In education, retrieving and assembling test items from a previously validated and curated item database into comprehensive examination forms is a real challenge. While a significant focus is on the research and development of models for Automatic Item Generation (AIG), the crucial task of assembling examination forms still needs to be explored. This gap presents an opportunity for research and development, especially in creating effective and efficient methods for assisted and automatic exam assembly.
While collaborating with the bfz group, Germany's leading vocational training provider, we identified the difficulties of curating an item database and filtering relevant test items for building (or assembling) formative examination forms. To address this challenge, we formulated the exam assembling process as an information retrieval task. We implemented and deployed a proprietary search service and tool to assist vocational educators in assembling examination forms. This system facilitates acquiring or crowdsourcing ground-truth expert data from manual exam assembly processes. As a system demonstration, we released EdTec-QBuilder, the public fork of our search service and tool.
The below figure describes the architecture of the search service. We provide a JSON Web Token-based service to authenticate and serve client requests from the SERP.
After user authentication, the endpoint validates the users' credentials in the user's database. When a user submits a query, the query is encoded into a vector-dense representation to approximate nearest neighbors' search against an NMSLIB precomputed index. To optimize the output of the initial search, the tool's core search module re-ranks the top 100 results with a cross-encoder. Then, it returns a response in JSON format with the resulting test items and their corresponding attributes. The client receives the system's output, and the SERP maps the JSON into a suitable format for the visualization of results. The client then selects relevant items; in the background, the SERP logs the chosen items and sends this data to the web tool.
In this initial phase, as no ground truth data was available and focusing on delivering a functional and practical tool for our commercial partners, we have strategically implemented eight foundational search and retrieval strategies. These strategies serve as initial baselines, carefully chosen to define the core of our test item search and retrieval module. It's important to note that this is an early approximation, designed to evolve and improve as we gain insights and feedback in our ongoing commitment to excellence and innovation.
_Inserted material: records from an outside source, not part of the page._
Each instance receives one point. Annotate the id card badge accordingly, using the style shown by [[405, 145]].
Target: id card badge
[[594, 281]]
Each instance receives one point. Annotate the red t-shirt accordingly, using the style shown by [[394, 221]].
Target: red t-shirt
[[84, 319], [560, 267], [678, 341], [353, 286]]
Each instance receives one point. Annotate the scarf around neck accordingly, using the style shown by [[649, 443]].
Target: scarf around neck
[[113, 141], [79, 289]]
To overcome the cold start problem, we evaluated and analyzed how the proposed methods performed while interacting with the top 25 popular pre-trained sentence similarity models by employing a synthetic TREC-style methodology. We found that a cross-encoder passage re-ranker performed the best for our task. For more details about our experimental setup, check our relevant publication.
To foster research in information retrieval and assisted and automated exam assembling models, we released the EdTec-QBuilder code. The code is available under Creative Commons Licence.
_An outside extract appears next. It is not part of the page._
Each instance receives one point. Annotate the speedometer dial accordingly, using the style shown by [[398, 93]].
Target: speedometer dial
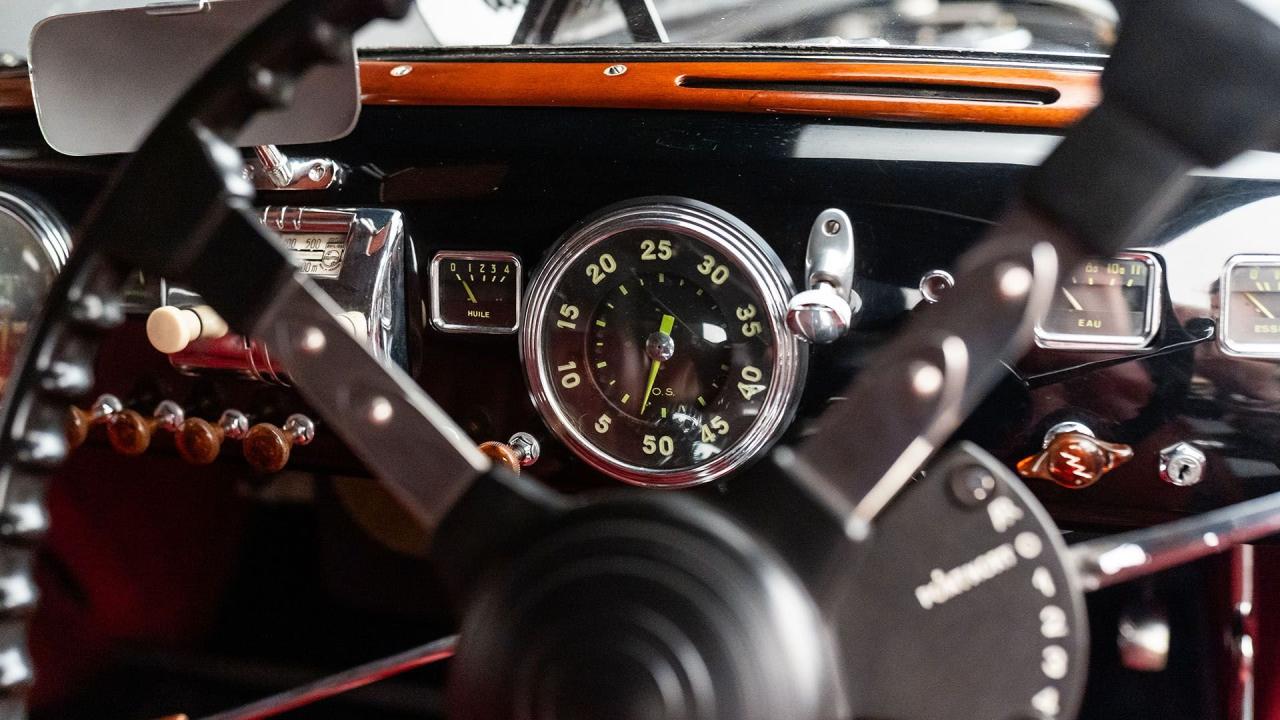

The item database comprises 5,624 test items across 34 high-demand vocational skills in the German job market. We augmented our original item database via ChatGPT3.5 to increase our experiments' robustness and scalability and to share a public version of our dataset. Below, under a Creative Commons Licence, you can download the public fold of the item database, and the anonymized TREC-style search runs the strategies output.
We evaluated our experiments with classic information retrieval metrics. Below, we display the performance leaderboard sorted by nDCG performance. Overall, we tested 176 different pre-trained sentence similarity models and strategy combinations.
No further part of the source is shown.